Jackson publicly apologized on behalf of his congregation and the organizations that he represent for fighting the "war for the culture" rather than spreading "this powerful Gospel that transform lives, communities, universities, and [the] nation."

Following the school shooting spree by 23-year-old Seung-Hui Cho that left 33 people dead including the gunman, the United States had come under harsh criticism from other countries as well as international editorials on its lax gun control laws.

In addition to secular critics, some Christian leaders such as the Rev. Dr. Samuel Kobia, general secretary of World Council of Churches, and the Rev. Bob Edgar, general secretary of the National Council of Churches USA, have mixed condolences with reproach on U.S. gun regulations.

Kobia said churches around the world view the U.S. administration's pro-gun position during international negotiation as a major obstacle in effective global regulation of small arms and light weapons. Although acknowledging that there are other factors involved, the ecumenical leader said U.S. arms manufacturing and sales policies have violent consequences not only in the United States but abroad.

Meanwhile, Edgar commented that the "epidemic of gun violence" in America gets little attention in Congress.

It is estimated that 40 percent of American households own a gun and some 200 million weapons are in private hands, according to Agence France-Presse.

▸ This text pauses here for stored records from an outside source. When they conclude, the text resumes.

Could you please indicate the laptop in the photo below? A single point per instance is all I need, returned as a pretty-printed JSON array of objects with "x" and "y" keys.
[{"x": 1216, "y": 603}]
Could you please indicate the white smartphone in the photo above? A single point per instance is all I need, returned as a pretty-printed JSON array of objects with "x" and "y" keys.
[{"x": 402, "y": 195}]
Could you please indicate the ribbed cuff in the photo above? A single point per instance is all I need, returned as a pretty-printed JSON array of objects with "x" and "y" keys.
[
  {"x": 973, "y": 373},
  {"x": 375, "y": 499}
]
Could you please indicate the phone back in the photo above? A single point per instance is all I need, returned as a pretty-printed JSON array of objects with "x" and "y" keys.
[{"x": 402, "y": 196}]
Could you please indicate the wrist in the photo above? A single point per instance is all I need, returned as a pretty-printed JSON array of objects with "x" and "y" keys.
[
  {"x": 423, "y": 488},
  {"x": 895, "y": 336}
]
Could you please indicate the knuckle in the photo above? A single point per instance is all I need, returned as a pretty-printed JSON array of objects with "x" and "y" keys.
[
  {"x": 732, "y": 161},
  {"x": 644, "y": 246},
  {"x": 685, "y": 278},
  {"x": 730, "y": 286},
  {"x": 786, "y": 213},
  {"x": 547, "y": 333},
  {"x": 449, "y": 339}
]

Moreover, some 30,000 people die from gunshot wounds in the United States each year and there are more guns in private hands than in any other country, according to the New Zealand newsite Stuff.co.nz.

Yet as the world and some Christian leaders are demanding tighter gun control laws, some evangelical leaders agree that the ultimate solution to end school shootings and gun violence is the Gospel.

Marion Kim, press secretary for the World Evangelical Alliance and herself a young 1.5 generation Korean-American, noted the great emptiness, sorrow, pain, suffering, anger, and hatred within this generation.

"Being able to see this, we must address and be able to respond to their needs with the Gospel, with the compassion and love of Jesus Christ," Kim emphasized. "We should bring all the wounded souls to the True Healer … I feel that is when the situation can be overturned and when evil can be covered with the good."

Barrett Duke, the vice president of the Southern Baptist Convention's Ethics & Religious Liberty Commission, also echoed the sentiments of Jackson and Kim. Duke's position at the ERLC requires that he address the social and moral concerns of public policy issues daily. However, in response to the Virginia shootings, Duke declared that the "ultimate answer is Jesus Christ" and urged churches to make sure the "answer" was everywhere and available to those who are hurt and confused.

"It is certainly a call to the church to once again remember that it has a task and its task is the love and the Gospel of Jesus Christ," concluded the Baptist leader.